Testo diVincenzo Sfirro pubblicato su: ventonuovo.eu
Andromeda. A leggere tale nome, magari, alcuni potrebbero storcere il naso, prefigurandosi questo articolo come il racconto dell’ennesima favola mitica.
Del resto, se c’è qualcuno che trova noiosi tali argomenti, non è questo il luogo per dimostrargli il contrario.
Dato che, inoltre, l’argomento stavolta trattato, potrebbe risultare un po’ delicato e inconsueto, a maggior ragione, la base di partenza mitologica offrirà al lettore, come ha già fatto per il redattore, una sicura e, soprattutto, seria ancora d’appoggio, costituendo almeno una radice nobile a un discorso più frivolo.

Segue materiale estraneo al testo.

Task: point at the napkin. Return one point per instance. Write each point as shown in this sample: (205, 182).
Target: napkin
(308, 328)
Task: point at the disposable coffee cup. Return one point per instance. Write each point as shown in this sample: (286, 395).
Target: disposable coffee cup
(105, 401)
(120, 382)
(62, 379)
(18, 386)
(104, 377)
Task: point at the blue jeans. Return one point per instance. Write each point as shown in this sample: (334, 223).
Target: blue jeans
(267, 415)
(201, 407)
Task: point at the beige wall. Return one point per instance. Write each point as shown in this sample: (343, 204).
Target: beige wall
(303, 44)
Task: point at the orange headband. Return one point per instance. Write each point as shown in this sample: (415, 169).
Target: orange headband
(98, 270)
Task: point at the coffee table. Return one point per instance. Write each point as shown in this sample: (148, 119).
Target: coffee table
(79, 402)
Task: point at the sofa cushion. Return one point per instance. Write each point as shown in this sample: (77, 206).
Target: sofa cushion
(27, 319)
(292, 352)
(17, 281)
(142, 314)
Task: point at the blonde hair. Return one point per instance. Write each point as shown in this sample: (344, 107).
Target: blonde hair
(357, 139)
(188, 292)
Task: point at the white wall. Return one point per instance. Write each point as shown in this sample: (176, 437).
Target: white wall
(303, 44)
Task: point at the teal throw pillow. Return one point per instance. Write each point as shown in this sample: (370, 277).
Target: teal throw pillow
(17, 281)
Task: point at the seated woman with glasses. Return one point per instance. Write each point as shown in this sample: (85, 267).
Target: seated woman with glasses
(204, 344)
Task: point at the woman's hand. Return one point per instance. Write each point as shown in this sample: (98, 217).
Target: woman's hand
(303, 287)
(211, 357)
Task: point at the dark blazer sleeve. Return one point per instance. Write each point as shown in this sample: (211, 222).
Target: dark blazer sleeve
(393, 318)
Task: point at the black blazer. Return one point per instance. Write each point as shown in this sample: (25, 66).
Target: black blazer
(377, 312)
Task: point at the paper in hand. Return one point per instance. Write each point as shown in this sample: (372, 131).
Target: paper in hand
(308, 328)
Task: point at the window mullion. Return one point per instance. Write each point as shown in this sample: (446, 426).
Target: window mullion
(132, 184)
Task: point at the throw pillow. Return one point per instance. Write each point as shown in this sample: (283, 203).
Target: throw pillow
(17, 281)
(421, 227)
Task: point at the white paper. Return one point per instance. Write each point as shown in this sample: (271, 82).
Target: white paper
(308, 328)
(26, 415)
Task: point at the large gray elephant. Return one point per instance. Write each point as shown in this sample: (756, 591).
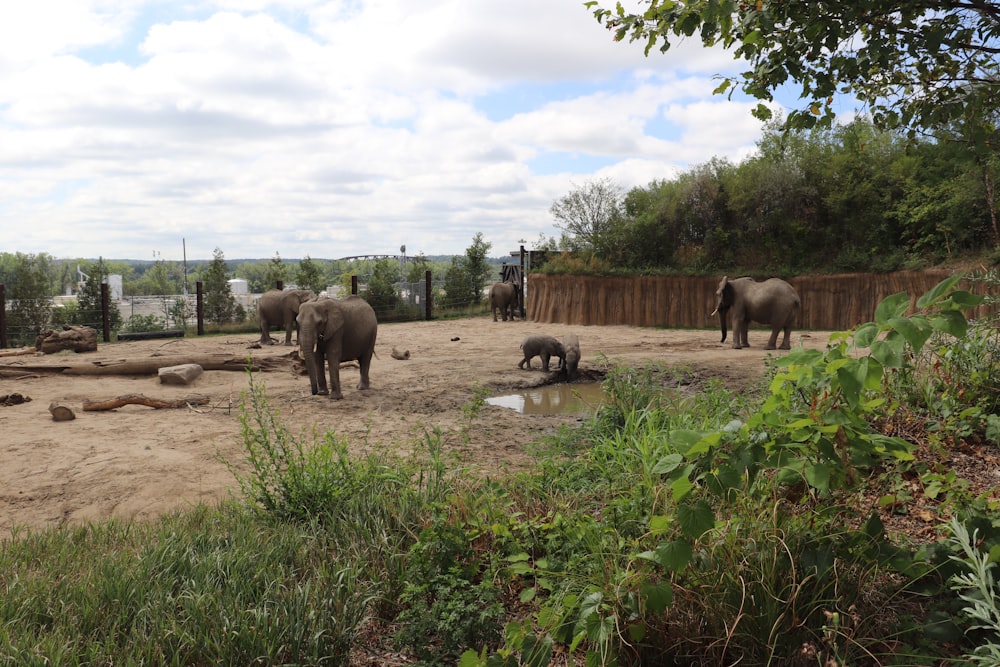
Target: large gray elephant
(571, 348)
(504, 297)
(332, 331)
(773, 302)
(280, 307)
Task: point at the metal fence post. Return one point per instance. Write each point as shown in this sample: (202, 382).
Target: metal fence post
(3, 316)
(427, 295)
(106, 311)
(200, 307)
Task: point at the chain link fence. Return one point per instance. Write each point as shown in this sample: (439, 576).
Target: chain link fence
(22, 321)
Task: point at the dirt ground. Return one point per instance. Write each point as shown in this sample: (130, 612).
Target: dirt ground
(137, 462)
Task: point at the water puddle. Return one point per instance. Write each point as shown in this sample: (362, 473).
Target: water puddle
(553, 399)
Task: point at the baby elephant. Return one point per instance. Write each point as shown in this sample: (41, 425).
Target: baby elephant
(544, 347)
(571, 347)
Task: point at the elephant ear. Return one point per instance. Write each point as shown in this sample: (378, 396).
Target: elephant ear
(333, 320)
(728, 296)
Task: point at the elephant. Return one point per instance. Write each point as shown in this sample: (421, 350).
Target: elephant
(571, 347)
(280, 307)
(773, 302)
(544, 347)
(333, 331)
(504, 297)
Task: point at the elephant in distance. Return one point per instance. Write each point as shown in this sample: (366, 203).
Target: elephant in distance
(503, 296)
(332, 331)
(571, 349)
(544, 347)
(772, 302)
(280, 307)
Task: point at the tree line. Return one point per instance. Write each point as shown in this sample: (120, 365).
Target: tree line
(30, 281)
(845, 198)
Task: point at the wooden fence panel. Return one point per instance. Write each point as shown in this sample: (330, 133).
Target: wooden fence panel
(829, 302)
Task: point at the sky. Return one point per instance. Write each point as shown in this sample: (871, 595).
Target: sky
(141, 129)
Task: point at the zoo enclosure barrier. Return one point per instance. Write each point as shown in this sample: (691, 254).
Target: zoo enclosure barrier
(829, 302)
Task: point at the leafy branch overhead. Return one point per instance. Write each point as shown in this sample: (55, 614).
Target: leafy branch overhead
(915, 65)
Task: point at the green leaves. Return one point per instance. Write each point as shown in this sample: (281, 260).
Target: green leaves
(913, 69)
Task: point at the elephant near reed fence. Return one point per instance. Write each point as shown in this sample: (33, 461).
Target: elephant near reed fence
(503, 296)
(280, 307)
(772, 302)
(544, 347)
(571, 350)
(332, 331)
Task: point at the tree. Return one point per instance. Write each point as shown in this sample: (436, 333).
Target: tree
(915, 65)
(476, 266)
(276, 272)
(588, 214)
(220, 306)
(416, 269)
(30, 296)
(308, 276)
(381, 289)
(89, 303)
(465, 278)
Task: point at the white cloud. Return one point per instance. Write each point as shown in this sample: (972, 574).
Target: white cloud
(331, 128)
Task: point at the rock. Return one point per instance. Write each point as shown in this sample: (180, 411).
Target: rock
(180, 375)
(61, 413)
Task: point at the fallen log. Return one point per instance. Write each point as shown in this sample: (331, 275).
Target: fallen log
(148, 335)
(140, 399)
(18, 352)
(78, 339)
(152, 365)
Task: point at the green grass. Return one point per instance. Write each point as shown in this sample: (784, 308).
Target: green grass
(693, 528)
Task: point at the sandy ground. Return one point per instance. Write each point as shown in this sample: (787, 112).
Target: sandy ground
(137, 462)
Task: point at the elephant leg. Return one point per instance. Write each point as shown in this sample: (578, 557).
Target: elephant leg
(365, 362)
(786, 343)
(739, 332)
(322, 358)
(773, 340)
(333, 356)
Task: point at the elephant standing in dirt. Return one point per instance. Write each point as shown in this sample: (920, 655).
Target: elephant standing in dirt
(543, 347)
(332, 331)
(280, 307)
(504, 297)
(571, 349)
(773, 302)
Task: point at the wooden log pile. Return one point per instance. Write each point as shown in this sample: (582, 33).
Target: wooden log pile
(76, 338)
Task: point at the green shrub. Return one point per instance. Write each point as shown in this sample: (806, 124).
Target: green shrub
(450, 602)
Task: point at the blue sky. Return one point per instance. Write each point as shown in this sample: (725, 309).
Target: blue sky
(331, 128)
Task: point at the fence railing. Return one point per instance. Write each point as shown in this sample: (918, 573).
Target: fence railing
(21, 321)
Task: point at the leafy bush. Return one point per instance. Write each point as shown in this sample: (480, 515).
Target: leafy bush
(450, 602)
(138, 323)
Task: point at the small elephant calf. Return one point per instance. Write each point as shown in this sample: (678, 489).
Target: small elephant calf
(571, 347)
(544, 347)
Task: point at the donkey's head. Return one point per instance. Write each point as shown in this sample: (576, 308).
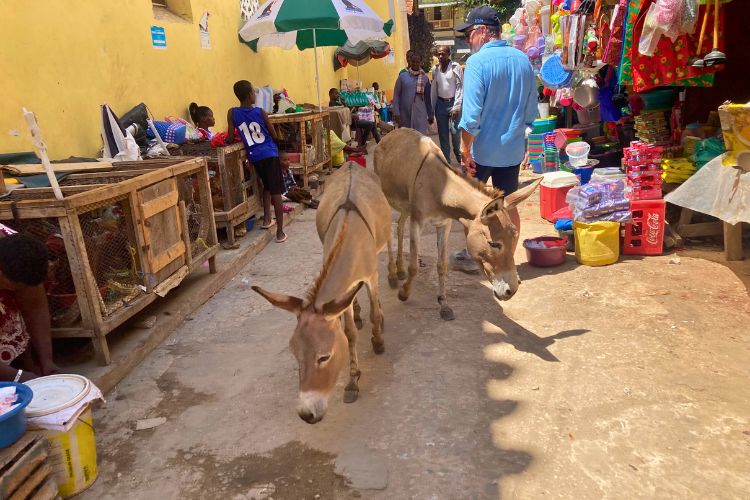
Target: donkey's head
(491, 239)
(320, 346)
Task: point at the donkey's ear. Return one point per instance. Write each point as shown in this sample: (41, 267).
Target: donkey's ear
(337, 306)
(492, 207)
(520, 195)
(286, 302)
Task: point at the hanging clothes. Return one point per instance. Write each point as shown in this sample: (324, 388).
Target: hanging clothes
(670, 64)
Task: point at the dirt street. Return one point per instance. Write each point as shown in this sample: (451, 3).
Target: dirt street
(628, 381)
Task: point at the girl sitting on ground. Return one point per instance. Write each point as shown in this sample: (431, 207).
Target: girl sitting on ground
(203, 118)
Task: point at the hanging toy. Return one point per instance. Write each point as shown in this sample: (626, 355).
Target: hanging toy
(592, 44)
(506, 35)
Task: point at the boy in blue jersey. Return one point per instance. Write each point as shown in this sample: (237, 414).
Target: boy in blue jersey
(259, 137)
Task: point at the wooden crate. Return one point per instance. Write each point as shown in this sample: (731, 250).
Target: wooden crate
(117, 241)
(298, 125)
(25, 471)
(234, 185)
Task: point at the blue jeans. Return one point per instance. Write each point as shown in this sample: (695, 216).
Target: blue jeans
(443, 117)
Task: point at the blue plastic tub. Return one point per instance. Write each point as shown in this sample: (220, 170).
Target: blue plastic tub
(13, 423)
(584, 174)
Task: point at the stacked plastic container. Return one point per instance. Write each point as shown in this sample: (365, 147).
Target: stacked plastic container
(645, 235)
(551, 155)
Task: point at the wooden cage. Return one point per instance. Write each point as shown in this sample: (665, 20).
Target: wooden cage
(295, 129)
(117, 240)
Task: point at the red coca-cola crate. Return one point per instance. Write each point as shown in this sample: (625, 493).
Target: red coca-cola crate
(645, 235)
(645, 192)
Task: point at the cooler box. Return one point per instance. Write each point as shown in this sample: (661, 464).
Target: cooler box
(645, 235)
(554, 187)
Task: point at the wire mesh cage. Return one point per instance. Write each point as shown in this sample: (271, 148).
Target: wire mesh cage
(116, 241)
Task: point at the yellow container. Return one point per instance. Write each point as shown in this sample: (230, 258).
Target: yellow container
(598, 243)
(73, 455)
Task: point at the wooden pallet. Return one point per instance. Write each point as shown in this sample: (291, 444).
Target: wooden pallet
(25, 472)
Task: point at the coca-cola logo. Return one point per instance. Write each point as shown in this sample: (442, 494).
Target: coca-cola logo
(653, 224)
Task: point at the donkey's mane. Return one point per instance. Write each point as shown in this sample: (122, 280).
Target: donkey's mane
(335, 249)
(473, 182)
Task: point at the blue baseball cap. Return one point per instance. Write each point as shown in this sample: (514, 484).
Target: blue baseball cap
(481, 15)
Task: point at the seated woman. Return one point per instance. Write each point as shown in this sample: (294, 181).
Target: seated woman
(25, 334)
(339, 147)
(365, 121)
(203, 118)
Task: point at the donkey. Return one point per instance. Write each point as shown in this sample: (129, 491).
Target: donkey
(421, 185)
(353, 223)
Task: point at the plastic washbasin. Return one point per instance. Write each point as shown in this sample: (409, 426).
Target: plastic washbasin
(552, 255)
(13, 423)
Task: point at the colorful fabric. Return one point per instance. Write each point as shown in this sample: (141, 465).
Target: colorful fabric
(14, 339)
(421, 77)
(669, 66)
(337, 150)
(289, 181)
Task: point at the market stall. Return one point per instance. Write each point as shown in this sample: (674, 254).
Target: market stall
(117, 240)
(613, 137)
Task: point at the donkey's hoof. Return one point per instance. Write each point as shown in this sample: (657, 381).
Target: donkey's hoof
(351, 393)
(446, 313)
(378, 345)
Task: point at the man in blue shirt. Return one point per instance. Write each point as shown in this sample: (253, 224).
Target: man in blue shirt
(499, 102)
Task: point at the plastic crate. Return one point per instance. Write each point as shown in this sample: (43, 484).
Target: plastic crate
(645, 235)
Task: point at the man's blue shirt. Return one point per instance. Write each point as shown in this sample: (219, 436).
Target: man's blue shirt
(500, 101)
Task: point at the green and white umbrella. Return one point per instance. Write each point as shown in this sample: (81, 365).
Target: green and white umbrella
(309, 24)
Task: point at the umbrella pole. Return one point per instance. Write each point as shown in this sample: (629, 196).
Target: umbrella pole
(317, 77)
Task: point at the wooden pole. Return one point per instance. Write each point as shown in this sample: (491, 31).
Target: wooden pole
(703, 29)
(716, 24)
(36, 138)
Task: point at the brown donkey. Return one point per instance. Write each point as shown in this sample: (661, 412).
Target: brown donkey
(353, 222)
(422, 187)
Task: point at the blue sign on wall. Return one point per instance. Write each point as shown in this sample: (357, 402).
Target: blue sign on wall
(158, 37)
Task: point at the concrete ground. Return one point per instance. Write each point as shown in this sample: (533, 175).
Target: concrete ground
(627, 381)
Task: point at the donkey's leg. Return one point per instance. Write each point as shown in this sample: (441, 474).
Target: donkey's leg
(400, 249)
(392, 277)
(351, 392)
(358, 314)
(443, 232)
(376, 315)
(414, 233)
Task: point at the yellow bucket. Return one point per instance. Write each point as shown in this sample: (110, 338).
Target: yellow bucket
(598, 243)
(73, 455)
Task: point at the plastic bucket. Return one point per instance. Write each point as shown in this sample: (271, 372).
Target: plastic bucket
(578, 153)
(553, 253)
(598, 243)
(73, 455)
(13, 423)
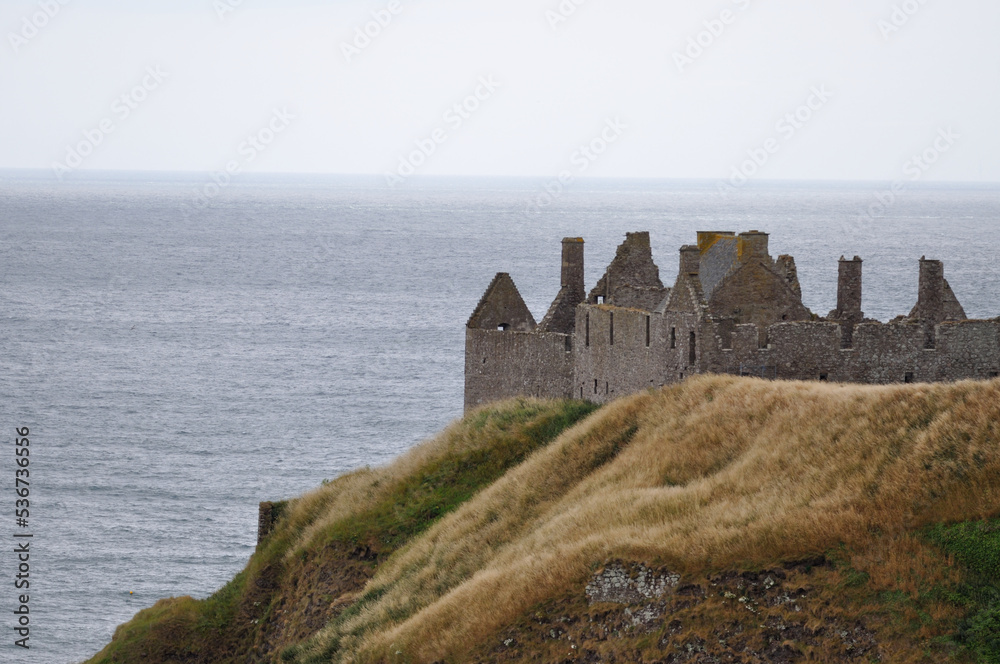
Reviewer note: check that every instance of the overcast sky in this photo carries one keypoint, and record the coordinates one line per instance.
(894, 78)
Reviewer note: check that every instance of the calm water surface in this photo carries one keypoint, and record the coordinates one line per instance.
(178, 365)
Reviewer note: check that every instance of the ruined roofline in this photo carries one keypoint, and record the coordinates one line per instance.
(514, 313)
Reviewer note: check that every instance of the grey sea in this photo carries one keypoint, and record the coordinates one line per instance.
(179, 358)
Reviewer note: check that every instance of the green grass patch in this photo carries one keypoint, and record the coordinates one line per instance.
(417, 502)
(222, 628)
(975, 546)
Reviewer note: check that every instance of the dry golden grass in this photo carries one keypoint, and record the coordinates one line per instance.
(715, 473)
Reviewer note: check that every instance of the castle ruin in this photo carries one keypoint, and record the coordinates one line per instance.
(733, 309)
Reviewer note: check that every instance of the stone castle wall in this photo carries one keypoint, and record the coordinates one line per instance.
(504, 364)
(618, 345)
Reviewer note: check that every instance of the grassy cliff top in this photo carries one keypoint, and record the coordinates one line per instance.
(463, 548)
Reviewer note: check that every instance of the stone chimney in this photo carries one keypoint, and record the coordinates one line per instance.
(849, 290)
(572, 270)
(848, 311)
(753, 244)
(690, 259)
(930, 298)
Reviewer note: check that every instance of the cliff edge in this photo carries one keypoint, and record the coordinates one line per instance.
(720, 520)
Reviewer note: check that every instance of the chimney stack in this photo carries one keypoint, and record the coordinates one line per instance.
(849, 290)
(753, 245)
(690, 259)
(930, 298)
(572, 268)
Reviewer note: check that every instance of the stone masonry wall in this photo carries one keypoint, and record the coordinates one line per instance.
(500, 365)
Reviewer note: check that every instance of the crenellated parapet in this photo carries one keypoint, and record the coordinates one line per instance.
(732, 309)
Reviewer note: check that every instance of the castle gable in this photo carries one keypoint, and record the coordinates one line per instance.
(632, 279)
(502, 308)
(719, 256)
(758, 293)
(951, 308)
(561, 316)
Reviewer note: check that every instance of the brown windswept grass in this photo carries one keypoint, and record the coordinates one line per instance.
(715, 473)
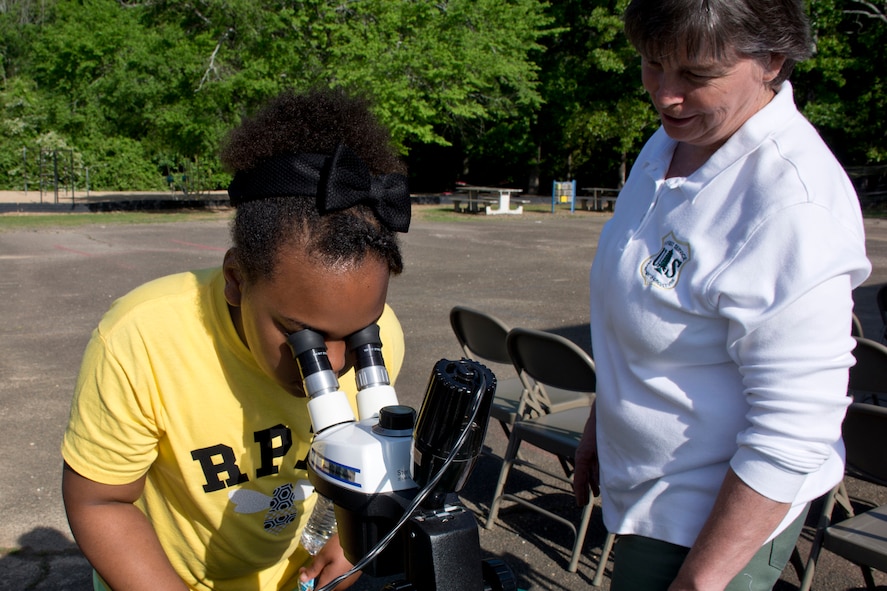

Inoltre, prendendo per buona la tesi di Freud, secondo cui i greci erano stati degli psicologi tanto bravi da saper imprigionare e semplificare nelle figure mitologiche i desideri ancestrali e, spesso, inconfessabili degli uomini, allora, sempre il nostro mito di partenza, quello della fanciulla Andromeda, fungerà da modello di paragone per un particolare costume molto in voga nella società attuale.
Del resto, come sottolineano spesso anche i matematici e i fisici, il caso ideale, quello riprodotto in laboratorio e in condizioni ottimali, che per i più letterati corrisponderebbe al mito, non può essere valido, senza tenere conto di tutte le variabili che entrano in gioco nella realtà di ogni giorno, quella che si svolge fuori dall’osservatorio.Dunque, prima di divagare per giustificare la trattazione di questo articolo, cercando di dargli un tono di serietà e mistero, si parlava del mito di Andromeda, la principessa d’Etiopia figlia di Cefeo e Cassiopea.
La sfortuna dell’eroina fu quella di avere una madre che lodava la propria bellezza come superiore persino a quella delle Nereidi, le ninfe del mare figlie del dio Poseidone.
Mai porsi al di sopra di una divinità, almeno nell’ambiente ideale della mitologia, perché subito questa interviene a punire la superbia dei mortali, il dio degli oceani, infatti, pretese, come risarcimento, il sacrificio della bella figlia, Andromeda.
A questo punto ad illustrare i particolari dell’offerta ci pensa Ovidio (Metamorfosi IV, vv. 672-683 che, non a caso, indugia sui particolari più sensuali dell’eroina: appena la vide (Perseo, il suo liberatore) legata con le braccia alla dura roccia, se non fosse stato per un lieve vento che le muoveva i capelli e per il tiepido pianto che le scendeva dagli occhi, l’avrebbe creduta una statua di marmo… senza saperlo prese fuoco e restò attonito e rapito dall’immagine di bellezza vista… La fanciulla dapprima stette zitta, né osò chiamare l’uomo (sempre Perseo) e se non fosse stata legata si sarebbe coperte le modeste sembianze con le mani.
Se, poi, la sensualità delle parole non dovesse bastare c’è, ancora, la bellezza delle immagini di pittori come Henri Pierre Picou, Gustave Dorè e Edward Poynter che ritraggono un’Andromeda nuda, con le mani legate alla roccia da una catena e il volto teso per la paura del pericolo imminente.